There are other effects. The concentration of many pupils with additional needs leads to significant pressure on our budget. In 2003, we submitted to the House of Commons Education Select Committee an analysis of the relationship, in Buckinghamshire, between deficit budgets and school diversity. Buckinghamshire has only 4 secondary modern schools with significant numbers of minority ethnic pupils – it had 5, but one went into a spiral of decline and closed. Of the four, one failed and was Fresh Started, 2 went into special measures (one still in them) and the other experienced a period of ‘significant weakness.’ In each of these schools failures, a deficit budget was a significant factor.
Buildings are an additional victim of the deficit budget. Our building is acknowledged by the LA to be the worst in their county.
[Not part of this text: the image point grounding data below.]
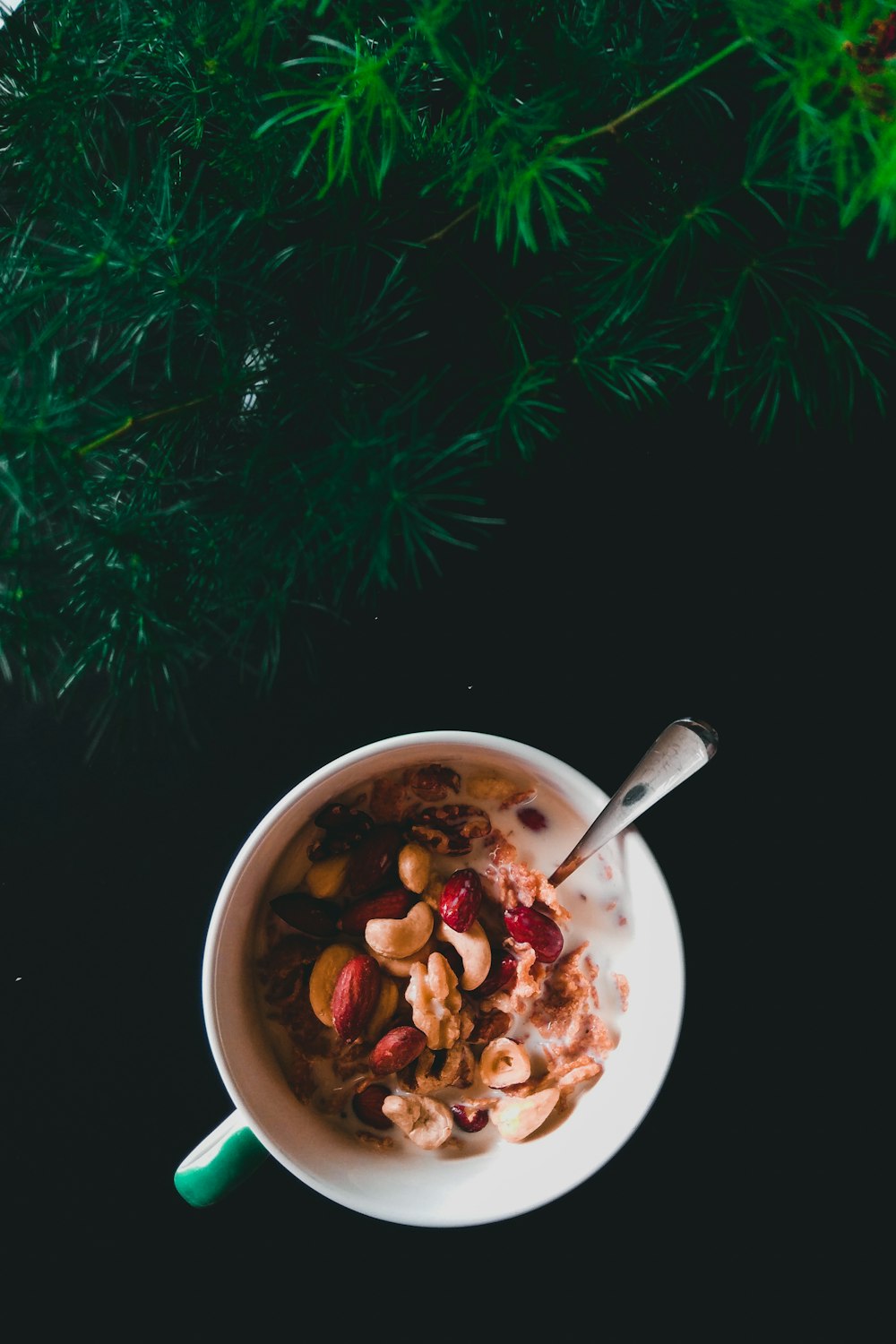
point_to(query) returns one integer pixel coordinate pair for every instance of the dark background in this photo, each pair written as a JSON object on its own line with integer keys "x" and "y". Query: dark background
{"x": 667, "y": 569}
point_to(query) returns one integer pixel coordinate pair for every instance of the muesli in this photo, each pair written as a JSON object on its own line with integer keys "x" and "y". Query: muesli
{"x": 422, "y": 972}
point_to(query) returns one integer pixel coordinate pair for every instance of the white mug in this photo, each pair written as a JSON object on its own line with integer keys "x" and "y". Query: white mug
{"x": 621, "y": 906}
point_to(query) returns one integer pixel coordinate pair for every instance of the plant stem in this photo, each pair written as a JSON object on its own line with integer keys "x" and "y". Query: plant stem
{"x": 611, "y": 126}
{"x": 142, "y": 419}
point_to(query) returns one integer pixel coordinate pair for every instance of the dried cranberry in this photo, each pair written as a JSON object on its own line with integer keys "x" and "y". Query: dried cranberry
{"x": 468, "y": 1118}
{"x": 532, "y": 819}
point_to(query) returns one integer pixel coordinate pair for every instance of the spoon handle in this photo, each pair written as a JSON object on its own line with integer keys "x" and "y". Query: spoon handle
{"x": 680, "y": 749}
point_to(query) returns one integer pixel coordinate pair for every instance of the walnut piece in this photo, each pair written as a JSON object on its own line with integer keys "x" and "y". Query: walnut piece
{"x": 435, "y": 1002}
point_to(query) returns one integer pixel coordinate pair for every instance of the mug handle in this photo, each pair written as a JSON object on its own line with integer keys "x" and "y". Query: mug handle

It is recorded as having 114 ‘negative impacts’ that negatively impact on teaching, learning or morale. While the local grammar school has just built a new theatre, we have just heard that our proposed ‘improved classroom block’ may have been postponed. We are reminded every day, as we arrive in our substandard school in one of the most affluent Local Authorities, of Galbraith’s telling phrase ‘Private wealth and public squalor’.
We are a school of mainly Mirpuri heritage children, in the worst building in the LA. Yet our ‘value added’ puts us in to the top 25% in the country. This achievement reflects the stoicism and dedication of teachers, the resilience of pupils and the resistance of governors.
No lessons seem to have been learned from experiences in Bradford, where racially segregated schools were identified as the prime cause of racial tension and subsequent social upheaval. Could this happen in High Wycombe? We press on – but for how long? The social cost of this segregation is incalculable.
Graeme Hitchen, parent governor Skipton
Skipton has 2 grammar schools – one boys, one girls. These schools are euphemistically called “Modern” schools. They have no post 16 facility. Selection in Skipton is based on selecting the top 28% by mark after 2 tests – one verbal, one non verbal reasoning. I am a governor of the nearest all ability school to the selective area
Skipton demonstrates all kind of examples of the dangers of judging a young person’s future by two 45 minute tests. A young girl who failed the 11+ and obtained 3 level 5s at Key Stage 2 SATs still managed to be invited to attend a talented and gifted summer school by the LEA. A boy who gained 3 level 5s at KS3 and failed the 11+ is not studying to A level instead taking a vocational route. A boy who was coached and passed the 11+ but did not achieve three level 4s at KS2.
The use of coaching completely distorts the very outcome the 11+ is trying to achieve with the expected outcome that places at the grammar school only go to those that can afford it. The effect of coaching does not get the attention it should. It is the major reason poor kids don’t pass the 11+ and in Skipton it is rampant. Children are told by their parents to keep quiet. It can mean that children have to miss social events. The costs are huge. It costs £27 for a 45 minute session, children are advised to have 2 sessions a week for 2 years. So it cost over £5000 and parents must pay for missed sessions.
North Yorkshire County Council and other selective supporters deny that there is a problem. They can’t produce any evidence that coaching has no effect. NI research showed that tests are unreliable. But selective education supporters don’t want to know if their tests are inaccurate – as long as they get the successful Oxbridge candidate in the paper they are happy.